To break this impasse, we turned back to neuroscience. In the brain, the dynamic behaviors of synapse creation, pruning, and regrowth are not managed by the neurons themselves, but by the surrounding astrocytes and microglial cells.

Inspired by this, we believe that in hardware, sparsity information should be stored as close as possible to weight information, ideally co-located in the same computing unit and directly involved in computation.

The idea of In-Memory Sparsity, inspired by neuroscience

Based on this idea, we propose a new hardware architecture: In-Memory Sparsity. We abstract the training process of a sparse neural network as the Hadamard product between a sparsity matrix and a weight matrix, and physically integrate both into the same unit. Our hardware is built using ferroelectric transistors based on Hf0.5Zr0.5O2, a CMOS-compatible ferroelectric material, and MoS₂, a two-dimensional semiconductor. Each computing unit includes two ferroelectric transistors:

  • One analog ferroelectric transistor to store the weight value
  • One digital ferroelectric transistor to encode sparsity, that is, whether that weight has been pruned

Thanks to the back-end compatibility of 2D materials with silicon processes, this design supports monolithic 3D integration with mature CMOS circuits. This overcomes the interconnect density limitations of advanced packaging and further improves energy efficiency in In-Memory Computing architectures.

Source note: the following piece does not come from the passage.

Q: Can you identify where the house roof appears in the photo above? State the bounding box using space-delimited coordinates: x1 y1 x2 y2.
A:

Of course, readers don’t need to worry about the material details — just remember that emerging devices like these give us unprecedented access to fine-grained control over both data and addresses at the bottom level. The key point here is that sparsity is programmed in advance, removing the need for external indexing. That’s what makes this architecture fundamentally different.

The cell design of In-Memory Sparsity hardware

From Cell to Array: VAU

But when we scale up from a single unit to an array, a new challenge appears. In an array, some synaptic units are retained and others are pruned. Yet we want to train the network without knowing the exact locations or magnitudes of these retained weights.

Sounds impossible? It’s not. In fact, this is exactly the core demand of sparse hardware. If we need to know positions at the array level, then we’re not truly leveraging the index-free nature of the cell.

From the Index-Free cell to the Index-Free array

Let’s use a metaphor.

Imagine an apartment building where several rooms are on fire. The fires vary in intensity, and our number of firefighters is limited. How do we extinguish all the flames as quickly and efficiently as possible?

In AI training, the burning rooms are the weights (W), the fire size corresponds to the update magnitude (ΔW), and the firefighters represent energy and latency.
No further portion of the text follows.